The sun I longed for earlier in the day began to bear down. I wished I had brought a hat. David blobbed on a bunch of sunscreen, but I didn't bother.

We stopped for lunch on a rocky bank. Our peanut butter and honey sandwiches were mushy and squashed but they tasted great. Anything eaten on the bank of a river tastes great.

We listened to the sounds. Flowing water. Insect songs. A tractor in the distance. It was a beautiful day.

Our biggest white-water of the day was at Goose Neck Dam. The remains of the old dam form a steep drop of whirling white water through a 3-foot passage. We got out to scout the situation. Four canoeists stood along the wall overlooking the river, scratching their heads.

"Where are ya'll going to go?" one of the guys asked as we walked toward them.

"The owner at the canoe livery told us to go down there," David said, pointing to the narrow passage on the far side of the river.

"Well, we'll let you go first," they said.

We paddled hard to hit the rapid just right. Not too far to the left or we'd get pulled into an eddy. Not too far to the right or we'd smash into a rock outcropping.

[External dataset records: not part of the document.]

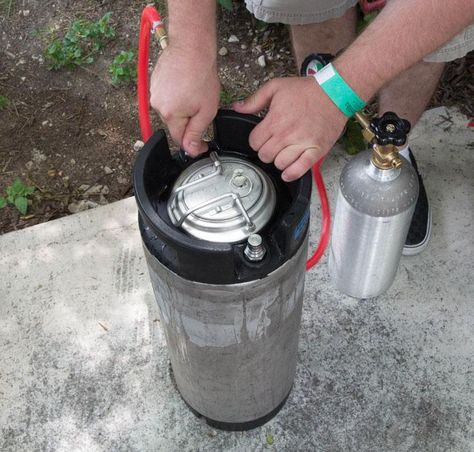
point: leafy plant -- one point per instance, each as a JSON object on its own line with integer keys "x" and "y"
{"x": 7, "y": 6}
{"x": 81, "y": 42}
{"x": 123, "y": 69}
{"x": 226, "y": 4}
{"x": 17, "y": 194}
{"x": 3, "y": 102}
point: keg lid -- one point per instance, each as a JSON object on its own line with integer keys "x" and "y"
{"x": 222, "y": 199}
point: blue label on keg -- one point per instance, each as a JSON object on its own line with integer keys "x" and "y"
{"x": 301, "y": 226}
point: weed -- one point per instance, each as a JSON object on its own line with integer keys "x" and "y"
{"x": 17, "y": 195}
{"x": 226, "y": 4}
{"x": 81, "y": 42}
{"x": 7, "y": 6}
{"x": 123, "y": 69}
{"x": 3, "y": 102}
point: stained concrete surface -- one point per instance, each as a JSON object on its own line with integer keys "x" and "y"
{"x": 84, "y": 365}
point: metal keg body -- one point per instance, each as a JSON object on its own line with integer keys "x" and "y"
{"x": 230, "y": 311}
{"x": 377, "y": 194}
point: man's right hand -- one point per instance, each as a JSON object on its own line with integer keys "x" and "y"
{"x": 185, "y": 92}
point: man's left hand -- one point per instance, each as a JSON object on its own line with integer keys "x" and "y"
{"x": 300, "y": 128}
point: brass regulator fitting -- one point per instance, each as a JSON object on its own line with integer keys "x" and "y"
{"x": 385, "y": 134}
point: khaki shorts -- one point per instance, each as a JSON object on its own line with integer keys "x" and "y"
{"x": 300, "y": 12}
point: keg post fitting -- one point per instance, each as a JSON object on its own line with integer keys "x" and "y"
{"x": 255, "y": 250}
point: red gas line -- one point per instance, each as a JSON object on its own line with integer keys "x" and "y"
{"x": 151, "y": 23}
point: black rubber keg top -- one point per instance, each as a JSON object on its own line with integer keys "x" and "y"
{"x": 154, "y": 174}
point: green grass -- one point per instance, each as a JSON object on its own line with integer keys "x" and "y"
{"x": 17, "y": 194}
{"x": 7, "y": 7}
{"x": 81, "y": 42}
{"x": 3, "y": 102}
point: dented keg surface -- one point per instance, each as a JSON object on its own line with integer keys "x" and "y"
{"x": 226, "y": 244}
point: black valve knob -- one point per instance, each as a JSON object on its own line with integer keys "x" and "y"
{"x": 390, "y": 129}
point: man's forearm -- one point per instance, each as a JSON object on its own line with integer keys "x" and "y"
{"x": 192, "y": 25}
{"x": 403, "y": 33}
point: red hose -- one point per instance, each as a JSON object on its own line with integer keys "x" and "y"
{"x": 150, "y": 20}
{"x": 326, "y": 217}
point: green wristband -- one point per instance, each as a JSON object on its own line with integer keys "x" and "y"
{"x": 345, "y": 98}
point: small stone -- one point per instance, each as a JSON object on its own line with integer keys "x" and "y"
{"x": 94, "y": 190}
{"x": 38, "y": 156}
{"x": 138, "y": 145}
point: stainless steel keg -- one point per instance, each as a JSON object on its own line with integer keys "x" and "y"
{"x": 226, "y": 243}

The canoe reached the falls and "whump!" we were down in a flash. No flips. No mistakes. It was easy.

The hot afternoon sun was relentless and we finally banked the canoe to go for a dip in a great swimming hole. It was shaded by several overhanging old catalpa trees. The water felt cool and refreshing. Back in the boat, we paddled toward the bank to check out the aquatic life. We weren't surprised when we saw what looked like hundreds of those giant carp hanging out in the shady depths of the water. I would too, if I were a fish.

We paddled hard to make the agreed meeting time with our shuttle, but no matter how fast we went, the little whirligig beetles swimming ahead of us would not be beaten. These little predatory creatures look like they have four eyes, but actually, there are only two. One eye looks up and the other looks down in the water, scanning the depths for tidbits to eat. The whirligigs formed little paths in the water as they swam, like the path a snake makes as it slithers in desert sand.

Our 12-mile river trip ended at Locher Landing, just near a railroad bridge where the Maury enters the James River. We packed our canoe onto the livery van and headed back to our truck. In one afternoon we had experienced a little bit of white-water, great swimming and interesting wildlife.

I couldn't think of a better way to spend a day.